En matière d'union économique, nous pourrions aussi attendre des initiatives – notamment franco-allemandes : je pense par exemple à un plan de rapprochement de nos fiscalités, en commençant par l'impôt sur les sociétés, puis en élargissant peu à peu à des problèmes aussi complexes que la parafiscalité, notamment sociale. Pour un rapprochement sur dix ans, chacun devrait faire chaque année un vingtième du chemin vers l'autre. Nous changerions ainsi la façon dont les investisseurs internationaux voient une union économique franco-allemande, puis européenne.
S'agissant des mouvements migratoires, les États les plus concernés pourraient également prendre des initiatives communes pour harmoniser les conditions d'octroi de l'asile et de gestion des migrations – délai, procédure, aides financières…

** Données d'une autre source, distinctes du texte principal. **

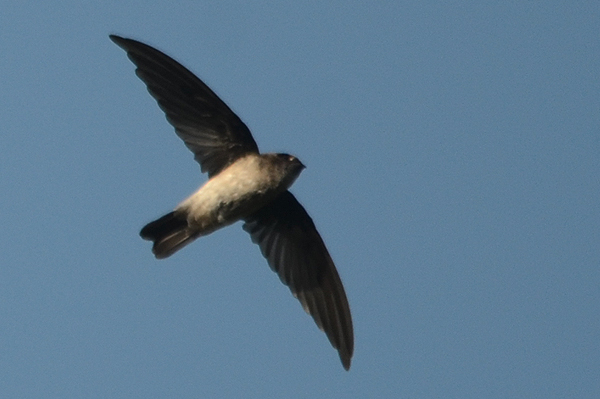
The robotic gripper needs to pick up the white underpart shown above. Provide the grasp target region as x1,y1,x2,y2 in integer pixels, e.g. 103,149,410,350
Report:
176,154,287,235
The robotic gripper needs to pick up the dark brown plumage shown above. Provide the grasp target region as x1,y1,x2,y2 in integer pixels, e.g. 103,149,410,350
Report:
110,35,354,370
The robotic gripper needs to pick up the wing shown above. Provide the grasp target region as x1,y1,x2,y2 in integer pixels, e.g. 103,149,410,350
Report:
110,35,258,176
243,191,354,370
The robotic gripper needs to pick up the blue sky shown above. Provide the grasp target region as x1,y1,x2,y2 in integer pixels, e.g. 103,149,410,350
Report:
0,1,600,398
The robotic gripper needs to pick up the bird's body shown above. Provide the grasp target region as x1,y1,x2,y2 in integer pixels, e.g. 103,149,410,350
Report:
110,35,354,369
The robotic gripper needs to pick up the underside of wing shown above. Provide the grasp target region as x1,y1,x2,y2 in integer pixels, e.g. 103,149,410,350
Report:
110,35,258,176
244,191,354,370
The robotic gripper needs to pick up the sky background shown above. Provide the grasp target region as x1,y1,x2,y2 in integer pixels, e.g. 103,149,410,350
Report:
0,0,600,399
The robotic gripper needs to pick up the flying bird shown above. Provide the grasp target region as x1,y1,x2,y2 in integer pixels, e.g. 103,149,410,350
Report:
110,35,354,370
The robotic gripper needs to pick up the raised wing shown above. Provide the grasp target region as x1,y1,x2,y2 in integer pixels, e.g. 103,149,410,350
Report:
243,191,354,370
110,35,258,176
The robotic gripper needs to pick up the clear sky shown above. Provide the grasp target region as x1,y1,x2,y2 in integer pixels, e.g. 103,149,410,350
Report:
0,0,600,399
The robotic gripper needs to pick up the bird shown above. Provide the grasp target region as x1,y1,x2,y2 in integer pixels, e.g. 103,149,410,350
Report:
109,35,354,370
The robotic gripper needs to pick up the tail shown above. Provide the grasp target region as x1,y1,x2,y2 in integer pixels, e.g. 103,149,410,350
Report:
140,212,198,259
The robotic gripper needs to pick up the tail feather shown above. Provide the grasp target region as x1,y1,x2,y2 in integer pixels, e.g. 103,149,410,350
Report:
140,212,197,259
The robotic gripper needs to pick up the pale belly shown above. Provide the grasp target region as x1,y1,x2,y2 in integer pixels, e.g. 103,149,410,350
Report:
176,158,285,235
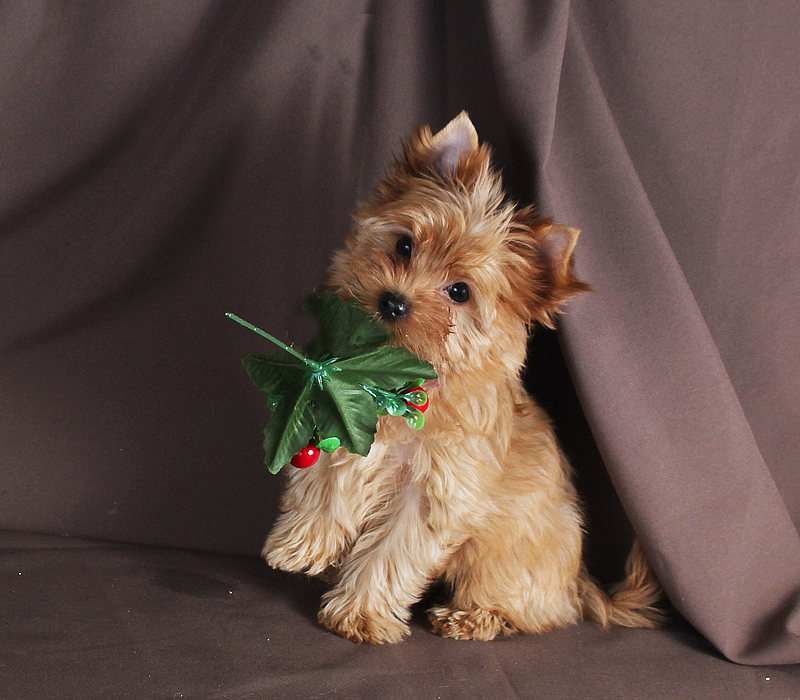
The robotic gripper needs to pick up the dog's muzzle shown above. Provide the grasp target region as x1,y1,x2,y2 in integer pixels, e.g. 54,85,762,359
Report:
378,292,411,321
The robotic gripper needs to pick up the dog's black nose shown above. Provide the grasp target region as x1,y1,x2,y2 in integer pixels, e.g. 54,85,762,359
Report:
378,292,410,321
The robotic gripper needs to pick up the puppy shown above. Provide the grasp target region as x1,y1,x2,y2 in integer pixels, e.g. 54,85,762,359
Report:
263,112,658,643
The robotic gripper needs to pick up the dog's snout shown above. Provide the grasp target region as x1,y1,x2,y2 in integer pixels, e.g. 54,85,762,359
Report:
378,292,411,321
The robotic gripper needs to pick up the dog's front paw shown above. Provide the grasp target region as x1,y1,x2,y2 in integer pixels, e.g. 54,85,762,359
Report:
261,513,345,576
319,596,411,644
428,607,516,641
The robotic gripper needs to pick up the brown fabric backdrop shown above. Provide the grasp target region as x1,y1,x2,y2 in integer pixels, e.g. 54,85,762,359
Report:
0,0,800,663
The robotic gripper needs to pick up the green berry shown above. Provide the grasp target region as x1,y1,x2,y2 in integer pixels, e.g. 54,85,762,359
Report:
404,406,425,430
317,436,342,453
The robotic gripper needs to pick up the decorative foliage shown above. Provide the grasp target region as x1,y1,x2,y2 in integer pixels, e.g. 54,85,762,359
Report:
227,293,436,474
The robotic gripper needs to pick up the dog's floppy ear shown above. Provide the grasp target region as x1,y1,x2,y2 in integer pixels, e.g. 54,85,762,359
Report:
507,216,591,328
535,222,591,328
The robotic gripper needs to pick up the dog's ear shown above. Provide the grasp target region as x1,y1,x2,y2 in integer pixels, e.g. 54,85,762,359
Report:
427,112,479,173
396,112,490,179
509,216,591,328
371,112,491,206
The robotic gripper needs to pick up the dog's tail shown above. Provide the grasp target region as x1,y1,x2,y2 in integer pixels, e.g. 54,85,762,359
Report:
578,538,667,628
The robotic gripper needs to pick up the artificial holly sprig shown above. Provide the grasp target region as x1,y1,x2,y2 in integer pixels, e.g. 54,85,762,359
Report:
227,294,436,473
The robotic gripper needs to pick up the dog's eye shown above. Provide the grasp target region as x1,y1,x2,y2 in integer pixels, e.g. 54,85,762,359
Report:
394,236,414,260
445,282,469,304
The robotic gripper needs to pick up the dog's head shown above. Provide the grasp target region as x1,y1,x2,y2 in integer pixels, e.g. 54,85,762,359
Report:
329,112,588,374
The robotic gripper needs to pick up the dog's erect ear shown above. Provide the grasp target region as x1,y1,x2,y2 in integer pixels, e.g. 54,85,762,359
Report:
372,112,491,206
429,112,479,172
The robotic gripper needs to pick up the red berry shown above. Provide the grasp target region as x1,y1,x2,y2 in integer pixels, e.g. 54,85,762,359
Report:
292,440,319,469
403,386,430,413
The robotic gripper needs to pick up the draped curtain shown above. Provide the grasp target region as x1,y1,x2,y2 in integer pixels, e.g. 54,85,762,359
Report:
0,0,800,663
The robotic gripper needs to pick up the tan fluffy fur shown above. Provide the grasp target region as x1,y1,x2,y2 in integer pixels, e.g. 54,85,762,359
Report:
264,113,659,643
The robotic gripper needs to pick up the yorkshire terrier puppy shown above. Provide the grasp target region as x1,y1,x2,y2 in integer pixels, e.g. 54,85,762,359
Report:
263,112,659,643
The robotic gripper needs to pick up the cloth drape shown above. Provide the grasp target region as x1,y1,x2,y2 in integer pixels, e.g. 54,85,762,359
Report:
0,0,800,663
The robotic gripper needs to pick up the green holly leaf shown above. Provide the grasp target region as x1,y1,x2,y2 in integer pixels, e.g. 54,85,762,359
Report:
303,293,389,358
336,345,436,389
242,350,307,396
228,294,436,474
264,383,314,474
312,372,378,457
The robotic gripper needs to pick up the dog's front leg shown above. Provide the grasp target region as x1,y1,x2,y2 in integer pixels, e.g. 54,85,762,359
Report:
319,484,452,644
262,454,370,576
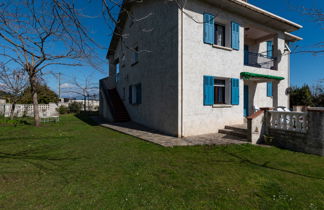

Nous pourrions également organiser la défense de l'Europe, au lieu de passer notre temps à nous interroger sur l'organisation de la défense européenne. Nous avons ainsi proposé un traité à trois rassemblant l'Allemagne, la France et le Royaume-Uni. Il aurait pour objet de rassurer nos amis britanniques, mais aussi certains États membres sur notre engagement dans l'OTAN. Il autoriserait aussi les États de l'Union à construire une défense européenne qui rencontre les grandes difficultés que nous connaissons. Ce traité pourrait fixer des objectifs que le ministre de la défense M. Jean-Yves Le Drian a récemment rappelés – 2 % du PIB consacrés à la défense –, mais aussi organiser une coopération entre nos trois pays. Nos armées collaborent d'ailleurs déjà.
Ce projet pourrait permettre de débloquer l'idée d'une défense européenne, qui, aujourd'hui, piétine, malgré une initiative franco-allemande due à M. Le Drian et à son homologue allemande Mme Ursula von der Leyen. Au sein de l'Union européenne, les questions de défense sont un atout pour la France : c'est un domaine où nous sommes très crédibles, car nous sommes les seuls à disposer d'une armée complète, engagée en ce moment même sur plusieurs fronts.
Il me semble donc essentiel de fixer à l'Union européenne de nouveaux objectifs, et des objectifs précis. Au risque de vous surprendre, je rejoins sur ce point M. Hubert Védrine, qui a souhaité l'organisation d'une deuxième Conférence de Messine – je n'irai peut-être pas jusque-là, mais il faut à mon sens que les États membres disent clairement ce qu'ils attendent de l'Union européenne, profitant du fait que M. Jean-Claude Juncker a compris que l'Europe doit être plus politique.
Plus que des États malades de l'Europe, je crois que l'Europe est aujourd'hui malade de ses États. Ceux-ci doivent être plus actifs, plus impliqués. De grands débats vont se dérouler l'an prochain en France puis en Allemagne : ce sera, je l'espère, l'occasion pour nos États de s'engager plus avant dans la construction européenne et son avenir.